The use of 3D-CRT rather than IMRT (which is now the more prevalent form of EBRT) probably affected toxicity, especially with the wider field of the brachy-boost therapy.

This should establish brachy boost therapy (using either a high dose rate or low dose rate brachy boost) as the gold standard for oncological control for high risk prostate cancer. Perhaps equivalent outcomes with less toxicity may be achievable for both high risk and intermediate risk patients using high dose rate brachy monotherapy, SBRT monotherapy, or SBRT boost therapy. But for now, those are experimental approaches in high risk patients. The optimal duration of ADT use has yet to be defined. Patients with pre-existing urinary conditions should approach boost therapy with caution.
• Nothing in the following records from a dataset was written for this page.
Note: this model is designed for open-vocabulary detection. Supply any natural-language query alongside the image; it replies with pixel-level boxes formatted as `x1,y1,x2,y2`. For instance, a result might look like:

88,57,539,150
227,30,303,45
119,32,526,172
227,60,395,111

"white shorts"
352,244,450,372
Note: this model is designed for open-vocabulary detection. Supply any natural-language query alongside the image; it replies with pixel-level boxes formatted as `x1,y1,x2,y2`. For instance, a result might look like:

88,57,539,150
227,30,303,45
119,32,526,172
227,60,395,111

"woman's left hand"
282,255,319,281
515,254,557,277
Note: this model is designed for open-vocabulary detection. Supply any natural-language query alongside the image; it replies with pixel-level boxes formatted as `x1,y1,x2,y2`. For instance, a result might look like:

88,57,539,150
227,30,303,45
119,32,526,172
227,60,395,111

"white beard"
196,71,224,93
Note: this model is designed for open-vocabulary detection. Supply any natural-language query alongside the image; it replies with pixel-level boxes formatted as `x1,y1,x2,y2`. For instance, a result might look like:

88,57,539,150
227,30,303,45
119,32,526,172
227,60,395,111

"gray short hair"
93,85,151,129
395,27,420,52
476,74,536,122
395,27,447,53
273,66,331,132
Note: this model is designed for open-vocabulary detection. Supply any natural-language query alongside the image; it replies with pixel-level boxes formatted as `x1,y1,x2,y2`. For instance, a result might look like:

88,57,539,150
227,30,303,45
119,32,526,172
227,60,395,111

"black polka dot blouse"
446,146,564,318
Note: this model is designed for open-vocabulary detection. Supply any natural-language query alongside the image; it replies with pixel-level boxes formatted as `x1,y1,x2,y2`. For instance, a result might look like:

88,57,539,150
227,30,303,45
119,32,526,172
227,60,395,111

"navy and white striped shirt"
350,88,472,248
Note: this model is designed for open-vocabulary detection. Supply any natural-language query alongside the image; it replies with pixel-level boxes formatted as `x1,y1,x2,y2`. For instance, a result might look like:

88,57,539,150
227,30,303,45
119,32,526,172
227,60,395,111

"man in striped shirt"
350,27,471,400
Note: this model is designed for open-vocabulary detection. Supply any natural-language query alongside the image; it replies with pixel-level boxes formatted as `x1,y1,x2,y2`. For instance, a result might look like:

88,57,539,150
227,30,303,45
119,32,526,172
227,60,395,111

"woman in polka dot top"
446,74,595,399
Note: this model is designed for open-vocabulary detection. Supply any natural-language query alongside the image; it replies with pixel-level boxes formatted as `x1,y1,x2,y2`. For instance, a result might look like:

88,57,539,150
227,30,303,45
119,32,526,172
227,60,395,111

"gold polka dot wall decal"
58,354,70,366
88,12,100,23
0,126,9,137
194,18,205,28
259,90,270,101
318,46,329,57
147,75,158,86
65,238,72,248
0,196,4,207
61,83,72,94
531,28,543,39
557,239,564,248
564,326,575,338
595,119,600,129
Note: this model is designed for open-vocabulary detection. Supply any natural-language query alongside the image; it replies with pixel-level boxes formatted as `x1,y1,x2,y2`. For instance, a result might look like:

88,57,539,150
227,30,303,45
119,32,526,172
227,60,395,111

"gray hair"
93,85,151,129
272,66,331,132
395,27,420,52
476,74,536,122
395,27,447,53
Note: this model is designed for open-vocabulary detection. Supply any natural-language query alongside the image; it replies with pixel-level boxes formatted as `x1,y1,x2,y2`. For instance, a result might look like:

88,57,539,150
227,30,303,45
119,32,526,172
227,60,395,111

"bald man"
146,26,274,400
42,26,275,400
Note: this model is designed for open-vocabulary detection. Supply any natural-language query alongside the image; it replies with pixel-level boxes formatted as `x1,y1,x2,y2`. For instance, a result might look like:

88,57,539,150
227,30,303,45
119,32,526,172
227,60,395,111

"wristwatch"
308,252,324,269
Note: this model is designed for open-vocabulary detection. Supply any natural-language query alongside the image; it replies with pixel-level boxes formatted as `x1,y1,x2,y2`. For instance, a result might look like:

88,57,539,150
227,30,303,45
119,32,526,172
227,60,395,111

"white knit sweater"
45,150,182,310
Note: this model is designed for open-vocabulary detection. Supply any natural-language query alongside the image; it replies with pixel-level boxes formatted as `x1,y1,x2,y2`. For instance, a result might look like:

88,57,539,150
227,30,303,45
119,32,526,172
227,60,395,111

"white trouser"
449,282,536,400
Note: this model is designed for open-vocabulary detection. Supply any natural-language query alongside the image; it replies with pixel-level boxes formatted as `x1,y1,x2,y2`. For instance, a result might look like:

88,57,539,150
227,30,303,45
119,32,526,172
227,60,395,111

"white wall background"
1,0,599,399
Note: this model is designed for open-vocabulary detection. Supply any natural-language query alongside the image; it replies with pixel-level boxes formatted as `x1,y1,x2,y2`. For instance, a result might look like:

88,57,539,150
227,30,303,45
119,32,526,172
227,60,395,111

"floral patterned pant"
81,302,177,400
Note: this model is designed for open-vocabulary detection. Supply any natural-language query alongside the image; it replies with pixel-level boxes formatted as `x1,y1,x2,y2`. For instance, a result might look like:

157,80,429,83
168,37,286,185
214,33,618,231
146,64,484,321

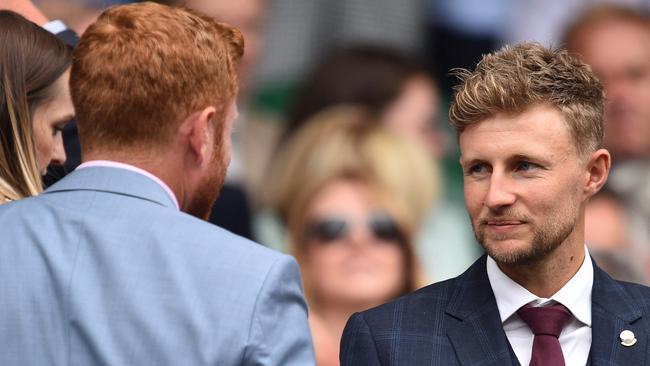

Sadly, a recent analysis of the National Cancer Database showed that utilization of brachy boost therapy for high risk patients has declined precipitously from 28% in 2004 to 11% in 2013. If a patient sees anyone other than the first urologist, he often only sees a single radiation oncologist who only informs him about IMRT. In most parts of the US, there is a dearth of experienced brachytherapists.

note: Thanks to Dr. James Morris for allowing me to review the full text.